Perspectives on Discussion of Science and Religion

Some of the excerpts from your book you’ve chosen to post here clearly do claim that scientists and educators don’t know what they are doing:

You’ve been politely corrected on this point multiple times. You’ve never responded, which speaks volumes.

No one here has EVER suggested that your freedom should be curtailed.

Don’t I have the freedom to point out that science isn’t done by textual analysis?

IIRC, you have never made a substantive reply to me.

I’ve spent a career doing exactly those sorts of analyses. I’m not an evolutionary biologist. I’ve done developmental biology, virology, genetics, carcinogenesis, cell biology, neuroscience, and biochemistry applied to cardiology. All but the first two were literally, empirically connected. Every single mechanism that I’ve studied all but screams that it arose by evolution.

It’s worth noting that you have stumbled onto a hypothesis (that systems biology and evolutionary biology can be separated as disciplines) that makes testable empirical predictions, which are false:

  1. Zero systems biologists (and I know a few) have claimed to have separated systems biology from evolutionary biology.
  2. Zero IDcreationists have taken up systems biology AFAIK. If you are right, they should be flocking to it.
  3. No college or university that espouses creationism has started a systems biology department.

Why? It’s all completely intertwined. People use systems-centered approaches to study evolution itself. Are they misguided?

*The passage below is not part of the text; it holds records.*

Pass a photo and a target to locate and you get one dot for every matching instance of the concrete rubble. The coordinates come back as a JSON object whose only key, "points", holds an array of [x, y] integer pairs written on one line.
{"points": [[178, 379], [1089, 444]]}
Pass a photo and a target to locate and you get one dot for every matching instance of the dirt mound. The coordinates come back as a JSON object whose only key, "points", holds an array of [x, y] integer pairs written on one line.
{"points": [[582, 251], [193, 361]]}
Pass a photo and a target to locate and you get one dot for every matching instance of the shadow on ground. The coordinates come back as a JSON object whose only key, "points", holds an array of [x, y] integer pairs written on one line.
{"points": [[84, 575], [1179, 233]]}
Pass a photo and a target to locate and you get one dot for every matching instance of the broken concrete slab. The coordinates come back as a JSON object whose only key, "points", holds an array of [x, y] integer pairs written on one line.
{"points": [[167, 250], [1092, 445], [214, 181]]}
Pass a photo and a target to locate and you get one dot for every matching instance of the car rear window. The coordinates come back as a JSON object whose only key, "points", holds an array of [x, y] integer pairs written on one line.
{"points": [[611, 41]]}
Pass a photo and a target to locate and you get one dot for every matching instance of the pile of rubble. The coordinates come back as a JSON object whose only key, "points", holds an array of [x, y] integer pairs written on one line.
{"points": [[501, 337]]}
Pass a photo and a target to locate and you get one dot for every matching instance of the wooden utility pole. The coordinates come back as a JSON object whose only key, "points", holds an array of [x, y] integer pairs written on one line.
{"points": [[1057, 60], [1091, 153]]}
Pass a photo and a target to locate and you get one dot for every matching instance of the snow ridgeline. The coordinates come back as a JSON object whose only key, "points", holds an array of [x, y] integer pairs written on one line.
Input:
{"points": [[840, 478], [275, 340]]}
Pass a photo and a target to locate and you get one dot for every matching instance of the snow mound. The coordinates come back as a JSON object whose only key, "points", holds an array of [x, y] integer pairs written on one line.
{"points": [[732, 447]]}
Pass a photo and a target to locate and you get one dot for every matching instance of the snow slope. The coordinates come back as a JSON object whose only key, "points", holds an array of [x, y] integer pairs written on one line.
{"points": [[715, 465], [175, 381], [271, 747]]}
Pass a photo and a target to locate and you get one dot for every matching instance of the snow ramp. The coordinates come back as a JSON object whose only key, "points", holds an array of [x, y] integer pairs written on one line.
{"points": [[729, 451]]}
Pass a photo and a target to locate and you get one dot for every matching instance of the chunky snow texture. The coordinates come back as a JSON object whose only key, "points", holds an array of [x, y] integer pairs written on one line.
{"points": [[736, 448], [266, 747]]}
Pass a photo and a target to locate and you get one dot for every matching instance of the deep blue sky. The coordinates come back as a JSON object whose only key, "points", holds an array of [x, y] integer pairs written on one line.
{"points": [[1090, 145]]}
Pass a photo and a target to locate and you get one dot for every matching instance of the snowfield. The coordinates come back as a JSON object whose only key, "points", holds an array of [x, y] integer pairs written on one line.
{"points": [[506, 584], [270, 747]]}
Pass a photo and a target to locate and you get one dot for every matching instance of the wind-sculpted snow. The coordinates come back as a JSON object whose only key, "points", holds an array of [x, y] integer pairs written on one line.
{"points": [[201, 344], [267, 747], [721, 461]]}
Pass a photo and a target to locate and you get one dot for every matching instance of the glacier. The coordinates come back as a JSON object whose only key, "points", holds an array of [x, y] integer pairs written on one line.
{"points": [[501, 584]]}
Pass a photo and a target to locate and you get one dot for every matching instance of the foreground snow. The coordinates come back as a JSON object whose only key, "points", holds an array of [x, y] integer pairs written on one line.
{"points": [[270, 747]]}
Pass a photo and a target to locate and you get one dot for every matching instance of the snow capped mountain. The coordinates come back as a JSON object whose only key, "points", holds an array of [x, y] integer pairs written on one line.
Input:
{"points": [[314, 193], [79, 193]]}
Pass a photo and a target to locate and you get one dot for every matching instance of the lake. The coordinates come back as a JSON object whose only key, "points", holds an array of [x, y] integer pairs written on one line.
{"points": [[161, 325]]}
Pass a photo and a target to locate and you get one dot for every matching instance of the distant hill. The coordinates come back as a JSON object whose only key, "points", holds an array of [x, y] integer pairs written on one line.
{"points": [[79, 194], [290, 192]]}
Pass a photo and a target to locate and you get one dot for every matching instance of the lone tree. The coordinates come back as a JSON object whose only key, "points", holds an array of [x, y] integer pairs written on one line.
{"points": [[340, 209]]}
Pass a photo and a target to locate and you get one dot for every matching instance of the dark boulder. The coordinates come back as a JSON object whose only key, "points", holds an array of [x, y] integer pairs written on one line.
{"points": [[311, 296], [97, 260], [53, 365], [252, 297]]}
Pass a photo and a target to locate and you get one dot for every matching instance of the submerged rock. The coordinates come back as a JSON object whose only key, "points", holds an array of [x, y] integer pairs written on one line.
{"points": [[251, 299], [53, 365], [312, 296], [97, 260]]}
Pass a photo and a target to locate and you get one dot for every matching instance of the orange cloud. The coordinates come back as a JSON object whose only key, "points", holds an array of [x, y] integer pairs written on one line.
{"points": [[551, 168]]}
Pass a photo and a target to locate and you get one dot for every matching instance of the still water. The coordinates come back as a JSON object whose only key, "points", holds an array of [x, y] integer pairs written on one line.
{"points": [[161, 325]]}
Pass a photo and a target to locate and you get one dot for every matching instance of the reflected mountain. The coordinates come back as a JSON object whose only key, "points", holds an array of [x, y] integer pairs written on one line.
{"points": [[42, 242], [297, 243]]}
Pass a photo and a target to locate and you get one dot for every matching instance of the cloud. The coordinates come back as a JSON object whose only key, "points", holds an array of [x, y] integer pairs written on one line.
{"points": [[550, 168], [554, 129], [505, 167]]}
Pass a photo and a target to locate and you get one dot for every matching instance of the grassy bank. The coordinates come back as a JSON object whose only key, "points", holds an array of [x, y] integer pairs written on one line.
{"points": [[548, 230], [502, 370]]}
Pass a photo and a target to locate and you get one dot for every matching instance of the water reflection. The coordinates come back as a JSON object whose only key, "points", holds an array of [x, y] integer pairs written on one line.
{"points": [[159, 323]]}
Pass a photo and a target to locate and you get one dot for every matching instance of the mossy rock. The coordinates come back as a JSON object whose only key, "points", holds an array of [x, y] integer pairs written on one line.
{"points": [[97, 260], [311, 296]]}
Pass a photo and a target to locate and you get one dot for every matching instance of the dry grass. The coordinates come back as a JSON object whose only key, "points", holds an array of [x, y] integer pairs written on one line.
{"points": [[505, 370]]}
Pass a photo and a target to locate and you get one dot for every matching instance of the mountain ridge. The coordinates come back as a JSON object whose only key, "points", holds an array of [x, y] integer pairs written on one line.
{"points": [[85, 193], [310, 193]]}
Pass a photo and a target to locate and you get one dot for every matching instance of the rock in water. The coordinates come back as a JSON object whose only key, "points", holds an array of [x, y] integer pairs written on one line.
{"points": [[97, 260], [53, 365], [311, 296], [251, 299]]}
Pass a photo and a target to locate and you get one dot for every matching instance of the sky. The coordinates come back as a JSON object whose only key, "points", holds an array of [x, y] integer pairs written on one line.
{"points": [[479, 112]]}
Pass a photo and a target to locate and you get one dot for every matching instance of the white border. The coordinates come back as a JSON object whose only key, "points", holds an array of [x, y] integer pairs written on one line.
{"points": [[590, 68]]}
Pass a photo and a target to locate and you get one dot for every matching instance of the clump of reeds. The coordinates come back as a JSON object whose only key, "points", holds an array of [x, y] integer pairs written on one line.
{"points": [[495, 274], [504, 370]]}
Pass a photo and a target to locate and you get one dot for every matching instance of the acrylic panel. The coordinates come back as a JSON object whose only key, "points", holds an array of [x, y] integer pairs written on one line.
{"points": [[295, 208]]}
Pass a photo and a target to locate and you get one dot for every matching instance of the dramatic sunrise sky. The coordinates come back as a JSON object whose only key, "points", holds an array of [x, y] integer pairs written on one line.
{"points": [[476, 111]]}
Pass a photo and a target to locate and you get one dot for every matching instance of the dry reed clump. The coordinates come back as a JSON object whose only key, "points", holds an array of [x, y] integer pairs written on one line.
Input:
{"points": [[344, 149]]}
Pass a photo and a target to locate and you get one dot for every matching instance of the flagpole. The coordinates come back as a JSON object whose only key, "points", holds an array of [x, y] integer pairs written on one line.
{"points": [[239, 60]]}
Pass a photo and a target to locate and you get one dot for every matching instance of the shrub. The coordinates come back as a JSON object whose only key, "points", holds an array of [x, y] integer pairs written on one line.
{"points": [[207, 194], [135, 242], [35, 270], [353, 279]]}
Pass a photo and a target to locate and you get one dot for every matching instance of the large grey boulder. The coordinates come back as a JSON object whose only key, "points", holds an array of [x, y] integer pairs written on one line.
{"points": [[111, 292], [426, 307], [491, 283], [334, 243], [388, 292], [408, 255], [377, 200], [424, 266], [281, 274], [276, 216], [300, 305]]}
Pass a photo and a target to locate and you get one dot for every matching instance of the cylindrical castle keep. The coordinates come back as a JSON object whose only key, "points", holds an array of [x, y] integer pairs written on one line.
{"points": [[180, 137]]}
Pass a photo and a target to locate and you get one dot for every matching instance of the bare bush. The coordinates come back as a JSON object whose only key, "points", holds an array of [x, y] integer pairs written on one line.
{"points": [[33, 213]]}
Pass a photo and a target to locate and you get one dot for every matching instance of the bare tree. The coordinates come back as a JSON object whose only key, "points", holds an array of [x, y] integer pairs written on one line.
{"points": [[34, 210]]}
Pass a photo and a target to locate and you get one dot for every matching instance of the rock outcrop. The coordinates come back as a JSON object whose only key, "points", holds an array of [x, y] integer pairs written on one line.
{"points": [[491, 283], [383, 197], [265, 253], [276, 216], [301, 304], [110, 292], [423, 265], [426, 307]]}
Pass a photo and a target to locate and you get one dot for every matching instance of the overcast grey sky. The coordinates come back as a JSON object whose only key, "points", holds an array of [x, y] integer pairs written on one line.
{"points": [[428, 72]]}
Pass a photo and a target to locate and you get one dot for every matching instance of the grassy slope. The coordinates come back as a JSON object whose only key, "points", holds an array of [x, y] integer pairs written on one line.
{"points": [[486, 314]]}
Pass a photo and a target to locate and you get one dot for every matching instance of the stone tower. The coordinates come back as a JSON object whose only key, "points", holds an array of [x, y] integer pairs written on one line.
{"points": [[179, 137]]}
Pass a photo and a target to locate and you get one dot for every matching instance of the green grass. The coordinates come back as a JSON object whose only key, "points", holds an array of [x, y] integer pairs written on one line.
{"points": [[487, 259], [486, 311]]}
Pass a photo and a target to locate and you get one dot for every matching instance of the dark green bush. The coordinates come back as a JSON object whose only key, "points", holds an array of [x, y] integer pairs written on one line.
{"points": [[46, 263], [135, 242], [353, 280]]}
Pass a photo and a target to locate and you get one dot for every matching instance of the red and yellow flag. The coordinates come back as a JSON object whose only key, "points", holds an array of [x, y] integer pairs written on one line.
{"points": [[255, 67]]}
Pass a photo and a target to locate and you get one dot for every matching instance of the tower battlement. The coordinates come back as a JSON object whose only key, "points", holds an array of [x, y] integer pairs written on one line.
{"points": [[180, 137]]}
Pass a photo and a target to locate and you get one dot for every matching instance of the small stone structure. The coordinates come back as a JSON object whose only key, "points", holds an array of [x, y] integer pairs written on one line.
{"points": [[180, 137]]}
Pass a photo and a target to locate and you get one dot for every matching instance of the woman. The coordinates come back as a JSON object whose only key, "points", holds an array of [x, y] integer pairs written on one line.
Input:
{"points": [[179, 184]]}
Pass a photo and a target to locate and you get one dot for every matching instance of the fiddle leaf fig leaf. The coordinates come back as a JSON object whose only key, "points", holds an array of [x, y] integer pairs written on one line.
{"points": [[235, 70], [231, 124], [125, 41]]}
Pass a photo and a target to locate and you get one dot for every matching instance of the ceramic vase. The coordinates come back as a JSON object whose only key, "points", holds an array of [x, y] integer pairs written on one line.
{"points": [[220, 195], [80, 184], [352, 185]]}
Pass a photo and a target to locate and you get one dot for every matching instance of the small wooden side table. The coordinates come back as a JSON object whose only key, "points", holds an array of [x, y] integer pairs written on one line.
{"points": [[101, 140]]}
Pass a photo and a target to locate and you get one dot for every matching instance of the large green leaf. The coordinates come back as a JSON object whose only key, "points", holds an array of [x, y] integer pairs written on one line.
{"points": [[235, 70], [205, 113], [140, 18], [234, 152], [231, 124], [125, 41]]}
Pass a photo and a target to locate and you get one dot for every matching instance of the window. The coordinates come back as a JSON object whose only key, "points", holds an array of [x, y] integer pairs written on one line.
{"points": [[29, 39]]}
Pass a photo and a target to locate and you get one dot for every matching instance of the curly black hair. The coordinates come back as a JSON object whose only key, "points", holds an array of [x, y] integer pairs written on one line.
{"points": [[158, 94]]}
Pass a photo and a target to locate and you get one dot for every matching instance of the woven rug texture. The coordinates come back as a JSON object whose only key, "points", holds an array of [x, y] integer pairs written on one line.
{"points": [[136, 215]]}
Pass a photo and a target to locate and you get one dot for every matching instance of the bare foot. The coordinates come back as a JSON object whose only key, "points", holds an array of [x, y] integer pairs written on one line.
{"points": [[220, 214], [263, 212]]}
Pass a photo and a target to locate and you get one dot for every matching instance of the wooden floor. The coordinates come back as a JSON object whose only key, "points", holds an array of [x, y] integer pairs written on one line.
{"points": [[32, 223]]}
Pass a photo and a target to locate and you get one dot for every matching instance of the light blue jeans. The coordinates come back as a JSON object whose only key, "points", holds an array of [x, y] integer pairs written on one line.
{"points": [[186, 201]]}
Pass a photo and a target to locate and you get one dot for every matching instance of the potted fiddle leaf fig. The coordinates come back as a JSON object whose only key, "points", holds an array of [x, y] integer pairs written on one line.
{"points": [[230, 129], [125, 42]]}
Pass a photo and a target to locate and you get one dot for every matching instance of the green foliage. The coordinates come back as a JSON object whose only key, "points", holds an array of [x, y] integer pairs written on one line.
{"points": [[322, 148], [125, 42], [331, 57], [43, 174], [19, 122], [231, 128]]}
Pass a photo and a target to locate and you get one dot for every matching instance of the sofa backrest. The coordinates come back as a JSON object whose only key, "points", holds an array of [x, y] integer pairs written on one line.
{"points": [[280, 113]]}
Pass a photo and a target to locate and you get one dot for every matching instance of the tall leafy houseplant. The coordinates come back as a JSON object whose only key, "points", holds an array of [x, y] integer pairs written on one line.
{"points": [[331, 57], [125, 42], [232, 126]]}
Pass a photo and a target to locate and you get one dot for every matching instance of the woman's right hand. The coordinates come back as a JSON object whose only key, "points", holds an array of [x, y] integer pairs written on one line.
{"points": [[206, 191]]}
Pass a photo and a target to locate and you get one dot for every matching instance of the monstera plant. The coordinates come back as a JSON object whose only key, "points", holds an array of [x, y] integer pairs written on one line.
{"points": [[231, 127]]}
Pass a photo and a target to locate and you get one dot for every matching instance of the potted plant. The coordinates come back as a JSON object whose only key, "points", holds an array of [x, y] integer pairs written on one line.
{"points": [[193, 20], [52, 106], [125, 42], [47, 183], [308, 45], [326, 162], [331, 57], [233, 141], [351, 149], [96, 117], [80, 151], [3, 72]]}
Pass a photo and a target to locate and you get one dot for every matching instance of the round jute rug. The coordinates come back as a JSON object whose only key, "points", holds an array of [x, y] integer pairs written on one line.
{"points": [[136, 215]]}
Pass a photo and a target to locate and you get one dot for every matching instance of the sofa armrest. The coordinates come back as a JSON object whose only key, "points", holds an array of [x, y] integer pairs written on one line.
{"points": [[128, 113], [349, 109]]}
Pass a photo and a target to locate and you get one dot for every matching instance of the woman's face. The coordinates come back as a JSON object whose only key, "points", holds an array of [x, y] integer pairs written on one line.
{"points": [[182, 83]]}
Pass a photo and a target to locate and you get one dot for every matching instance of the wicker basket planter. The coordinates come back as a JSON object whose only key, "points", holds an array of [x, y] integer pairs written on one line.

Why would any scientist want to consider your vision? How would you enforce this if no one did? Would you stop oncologists from studying the evolution of tumors?

Sorry, but the theme of biology for decades has been the opposite: the rapid breaking down of walls between disciplines and departments. For example, my first faculty position was in the Department of Physiology at UT Southwestern, yet I had never taken a physiology course nor published in a physiology journal.

You are proposing to erect a huge new wall on the basis of a vision for which you’ve provided no empirical basis. The only separation that makes any sense is that between the spiritual and the empirical, not by proposing new walls between scientific disciplines. Have you considered that viewing science as nothing but retrospective explanations might be a problem, and that looking at science more empirically might alleviate that conflict in your thinking?